Домой я вез четырех пассажиров. И мне уже приятно было видеть и узнавать знакомые ориентиры. Они, как друзья, появлялись из дымчатого горизонта и говорили: «Я тут! Ты правильно идешь, до дома столько-то минут полета», и уплывали под крыло, чтобы завтра снова приветствовать тебя.
И с каждым днем таких друзей у меня становилось все больше и больше. Если в первых своих полетах я замечал только что-то крупное, объемное характерный изгиб реки, утес, развалины древней крепости или отроги гор, то потом, прижатый плохой погодой, вынырнув из облаков, мог по цвету песка безошибочно определить, над какой пустыней лечу, и сразу же сказать, где Амударья, с правой или с левой стороны, выйти к реке и по ней в любую погоду прийти домой. [175]

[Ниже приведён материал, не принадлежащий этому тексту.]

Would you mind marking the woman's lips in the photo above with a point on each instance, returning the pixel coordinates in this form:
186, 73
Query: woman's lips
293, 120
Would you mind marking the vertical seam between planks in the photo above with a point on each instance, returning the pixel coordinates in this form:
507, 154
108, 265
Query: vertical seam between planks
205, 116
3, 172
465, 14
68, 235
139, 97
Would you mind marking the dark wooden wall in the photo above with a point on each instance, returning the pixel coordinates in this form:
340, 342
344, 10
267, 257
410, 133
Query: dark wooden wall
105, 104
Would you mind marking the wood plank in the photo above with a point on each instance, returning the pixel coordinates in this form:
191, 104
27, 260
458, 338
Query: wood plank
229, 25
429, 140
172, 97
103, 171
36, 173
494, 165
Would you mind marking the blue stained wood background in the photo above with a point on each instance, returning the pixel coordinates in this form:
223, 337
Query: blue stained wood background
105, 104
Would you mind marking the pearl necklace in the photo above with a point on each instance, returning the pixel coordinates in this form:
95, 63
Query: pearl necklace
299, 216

И наверное, нет на всей земле такой своенравной реки-путешественницы, как Амударья. Она стремительно несет свои мутные клокочущие воды, с остервенением вгрызаясь в берега. Биография ее сложна и запутанна. То она поит Арал, то Каспийское море, а то снова Арал. Она может так себе, шутя, за несколько часов, вдруг намыть посередине остров или перекинуть русло. По ее груди ползают, шлепая колесами, буксиры-каюки, таща за собой плоскодонные баржи. Когда по течению, так это хорошо, а если против? Заглохнет мотор, значит, надо приставать к берегу. Пристанут, что же делать? А утром, смотрят нет реки, кругом песок... И потом, чтобы выйти к воде, приходится копать каналы.